Let’s say that again for emphasis: Medicaid expansion, in its earliest stages, is already expected to cost almost $1 billion more than originally projected. And we’re just beginning. And no, very little of the extra spending is related to the COVID-19 crisis. Instead, according to IFF Legislative Affairs Director Fred Birnbaum, higher per-patient costs drive this massive surge in health care spending.

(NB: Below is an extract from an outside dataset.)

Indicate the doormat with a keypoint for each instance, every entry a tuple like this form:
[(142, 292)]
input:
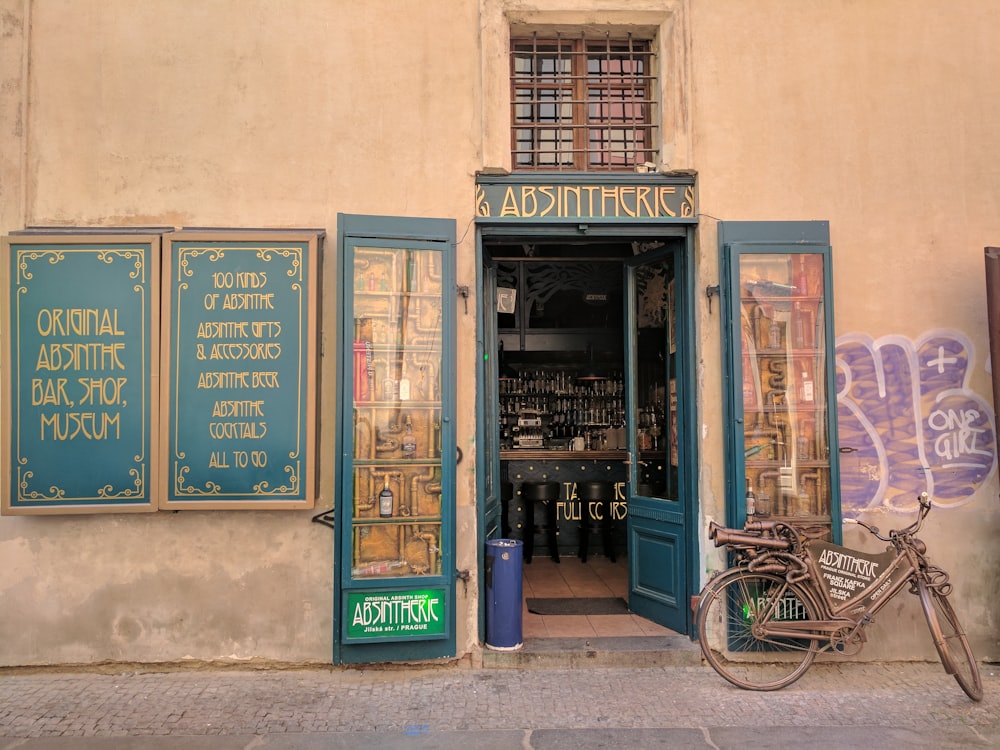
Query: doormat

Legislators should thank their lucky stars that the federal government pays 90% of expansion costs with the state picking up the rest. Otherwise, the state budget would be in shambles. We’re so fortunate in Idaho. We need to squeeze only another $80 million from Idaho taxpayers.

Still, lawmakers need to do something to stop this fiscal train wreck. Otherwise, Idaho will shovel more onto the national debt, a sum that will eventually be extracted from future generations.

Sadly, expansion repeal is likely dead on arrival in the Statehouse, mostly due to the impotent state Senate. At a minimum, legislators should limit the expansion appropriation, which would save gobs of cash and prove Idaho won’t go along with burdening our kids and grandkids with debt.

Now that’s an Idaho solution I can get behind.